Adapting backend design to new tech and business needs
Backend engineers must continually adapt to new software architectures and programming paradigms to stay relevant. Shifts toward distributed systems and cloud-native applications exemplifies this need for this adaptation. Embracing these technologies can boost system scalability, reliability, and flexibility.
- Distributed systems: Distributed systems involve multiple interconnected components that work together to achieve a common goal, ultimately improving fault tolerance and scalability. Engineers must design systems that manage data consistency, handle network partitions, and ensure high availability. The rise of microservices and serverless computing reinforces this shift toward more dynamic and resilient architectures.

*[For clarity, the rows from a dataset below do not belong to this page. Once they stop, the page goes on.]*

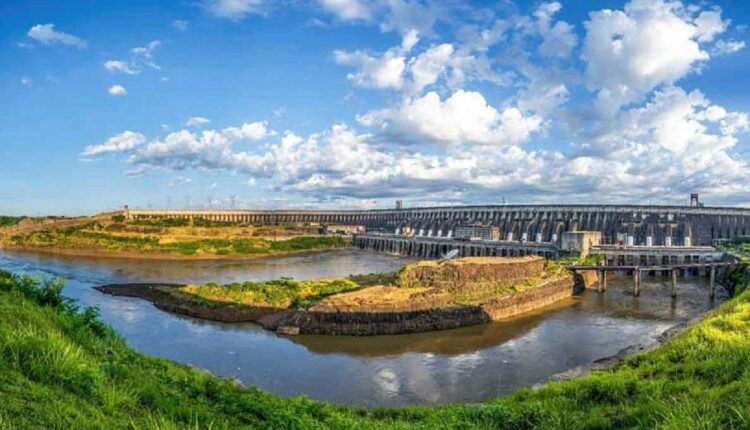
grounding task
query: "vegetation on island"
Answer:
[7,222,347,256]
[0,215,26,228]
[0,272,750,429]
[179,278,361,309]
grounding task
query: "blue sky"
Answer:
[0,0,750,214]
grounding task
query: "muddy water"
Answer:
[0,250,724,406]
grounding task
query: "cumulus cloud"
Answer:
[359,90,543,146]
[583,0,726,112]
[534,2,578,58]
[130,40,161,69]
[334,30,419,89]
[222,121,276,140]
[26,24,87,48]
[334,51,406,88]
[84,0,750,205]
[185,116,211,127]
[172,19,190,31]
[169,176,193,187]
[104,60,140,75]
[318,0,372,21]
[107,85,128,97]
[201,0,268,21]
[711,39,745,56]
[104,40,161,75]
[82,130,146,156]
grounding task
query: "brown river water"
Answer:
[0,250,726,406]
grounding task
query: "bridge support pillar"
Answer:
[633,267,641,297]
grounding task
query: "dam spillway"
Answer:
[122,205,750,246]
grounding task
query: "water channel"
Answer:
[0,250,725,406]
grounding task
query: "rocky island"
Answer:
[98,256,582,336]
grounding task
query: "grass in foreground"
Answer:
[0,272,750,429]
[0,215,26,228]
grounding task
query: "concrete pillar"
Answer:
[633,267,641,297]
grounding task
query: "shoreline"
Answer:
[0,244,358,261]
[544,286,726,390]
[95,278,576,336]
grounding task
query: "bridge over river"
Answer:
[122,205,750,247]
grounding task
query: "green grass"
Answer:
[10,227,347,256]
[0,272,750,430]
[0,215,26,228]
[180,278,360,309]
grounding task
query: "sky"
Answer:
[0,0,750,215]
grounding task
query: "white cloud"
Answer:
[26,24,86,48]
[169,176,193,187]
[711,39,745,56]
[222,121,276,140]
[130,40,161,69]
[409,43,453,93]
[201,0,268,21]
[583,0,725,113]
[534,2,578,58]
[334,51,406,89]
[82,130,146,156]
[358,90,542,146]
[104,60,140,75]
[318,0,372,21]
[172,19,190,31]
[107,85,128,97]
[185,116,211,127]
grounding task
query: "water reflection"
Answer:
[0,251,723,406]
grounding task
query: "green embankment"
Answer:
[0,215,26,228]
[182,278,360,309]
[0,272,750,429]
[9,225,347,256]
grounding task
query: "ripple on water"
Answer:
[0,250,724,406]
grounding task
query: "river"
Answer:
[0,250,726,406]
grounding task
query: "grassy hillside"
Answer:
[8,223,347,256]
[0,215,26,228]
[0,272,750,429]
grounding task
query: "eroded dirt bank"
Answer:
[98,256,580,336]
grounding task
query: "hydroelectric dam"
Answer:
[123,205,750,246]
[122,198,750,256]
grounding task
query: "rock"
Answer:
[276,325,299,336]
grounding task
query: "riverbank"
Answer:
[0,243,354,261]
[0,220,350,260]
[97,256,582,336]
[0,273,750,429]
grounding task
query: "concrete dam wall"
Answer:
[123,205,750,246]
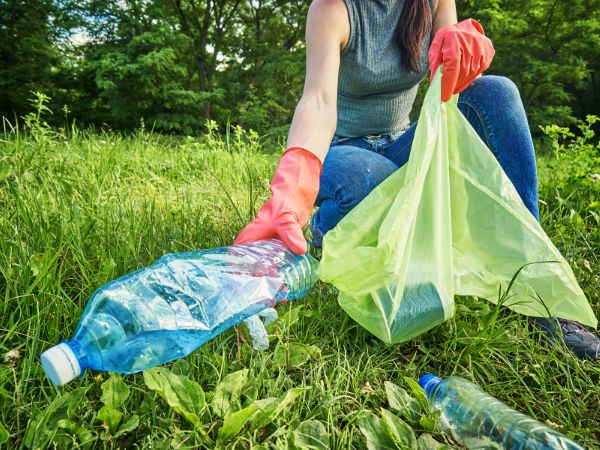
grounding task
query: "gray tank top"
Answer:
[336,0,433,137]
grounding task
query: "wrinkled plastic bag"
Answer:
[320,70,597,343]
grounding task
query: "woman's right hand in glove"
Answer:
[235,147,323,255]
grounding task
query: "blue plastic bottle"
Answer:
[419,374,584,450]
[41,240,318,385]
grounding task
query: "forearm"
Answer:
[287,95,337,162]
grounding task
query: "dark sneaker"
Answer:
[529,317,600,359]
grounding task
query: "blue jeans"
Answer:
[310,75,539,247]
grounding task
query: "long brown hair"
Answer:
[394,0,432,72]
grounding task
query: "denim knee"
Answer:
[310,145,398,244]
[460,75,522,107]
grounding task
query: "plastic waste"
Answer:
[320,65,598,343]
[419,374,584,450]
[41,240,318,385]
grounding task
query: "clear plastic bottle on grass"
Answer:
[419,374,584,450]
[41,240,318,385]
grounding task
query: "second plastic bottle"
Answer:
[419,374,584,450]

- Cloud-native applications: Cloud-native applications leverage cloud computing services to build scalable and resilient applications, such as through using containerization technologies like Docker and orchestration tools like Kubernetes. Deploying applications in the cloud, organizations can achieve greater flexibility and reduce operational overhead.
Gartner predicts that by 2025, over 85% of organizations will have adopted a cloud-first principle.

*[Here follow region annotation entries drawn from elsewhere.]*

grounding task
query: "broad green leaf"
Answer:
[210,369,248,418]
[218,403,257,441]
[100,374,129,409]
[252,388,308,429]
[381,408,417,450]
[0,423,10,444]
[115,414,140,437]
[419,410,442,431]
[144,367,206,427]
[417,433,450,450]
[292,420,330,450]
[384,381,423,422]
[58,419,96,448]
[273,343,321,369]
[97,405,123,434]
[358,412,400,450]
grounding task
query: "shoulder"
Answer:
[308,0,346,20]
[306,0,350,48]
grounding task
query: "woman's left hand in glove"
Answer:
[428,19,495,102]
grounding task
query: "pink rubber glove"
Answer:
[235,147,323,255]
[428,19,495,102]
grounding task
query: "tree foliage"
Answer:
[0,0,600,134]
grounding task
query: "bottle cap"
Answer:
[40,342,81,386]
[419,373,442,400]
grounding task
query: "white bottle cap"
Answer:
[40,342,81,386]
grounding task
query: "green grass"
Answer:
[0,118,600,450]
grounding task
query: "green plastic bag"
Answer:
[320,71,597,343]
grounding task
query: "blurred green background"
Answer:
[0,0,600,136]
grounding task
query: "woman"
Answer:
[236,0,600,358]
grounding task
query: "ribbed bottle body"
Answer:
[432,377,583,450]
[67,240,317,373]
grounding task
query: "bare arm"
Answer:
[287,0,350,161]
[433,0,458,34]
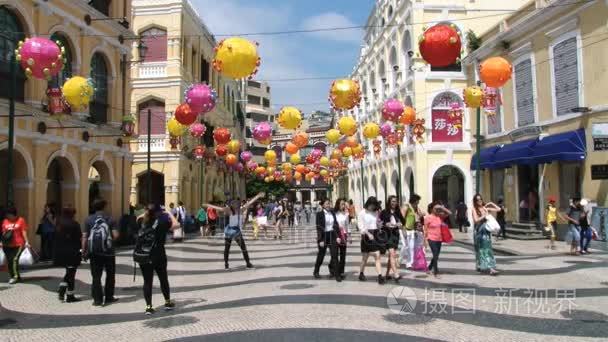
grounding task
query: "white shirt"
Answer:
[323,210,334,232]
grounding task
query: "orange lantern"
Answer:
[479,57,513,88]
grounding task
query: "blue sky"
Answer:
[190,0,375,113]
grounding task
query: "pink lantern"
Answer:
[16,37,65,81]
[241,151,253,163]
[382,99,405,122]
[190,122,207,138]
[252,121,272,145]
[185,83,217,114]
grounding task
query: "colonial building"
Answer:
[130,0,244,210]
[341,0,524,211]
[464,0,608,232]
[0,0,133,243]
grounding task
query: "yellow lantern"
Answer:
[213,37,260,80]
[463,86,483,108]
[338,116,357,137]
[61,76,95,112]
[226,139,241,153]
[325,128,342,145]
[167,118,188,137]
[363,122,380,140]
[277,107,302,129]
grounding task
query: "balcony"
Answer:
[138,62,167,78]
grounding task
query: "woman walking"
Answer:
[380,196,405,283]
[205,192,265,271]
[357,196,385,285]
[424,202,452,278]
[53,208,82,303]
[473,194,500,276]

Backend engineers also need to craft designs that can evolve over time due to changing product requirements. Succession design and evolutionary architecture allow systems to adapt to new demands without significant rework.
Logical and functional design in engineering
Engineers often perform logical and functional design implicitly, breaking down complex problems into manageable components – which then becomes explicit through system design principles, providing a strategic advantage in software development.
Fully adopting and embracing system design requires identifying high-cohesion areas within the codebase, wherein related functionalities are grouped together, avoiding high-coupling dependencies, in which changes in one part of the system adversely affect others.
Strategic design reduces technical debt, which refers to the long-term costs of choosing an easy solution now instead of a better approach that would take longer.
Technical debt can lead to increased maintenance costs and reduced system performance over time. For example, modular design principles promote low coupling and high cohesion, making the system easier to understand, test, and maintain. A well-designed system architecture supports scalability and adaptability, allowing for easier integration of new features and technologies.
Recognizing and applying these implicit design practices, engineers can create robust, maintainable, and scalable systems that support long-term business goals. Careful attention must be paid to logical and functional design to ultimately improve the current system and better position the organization for future success.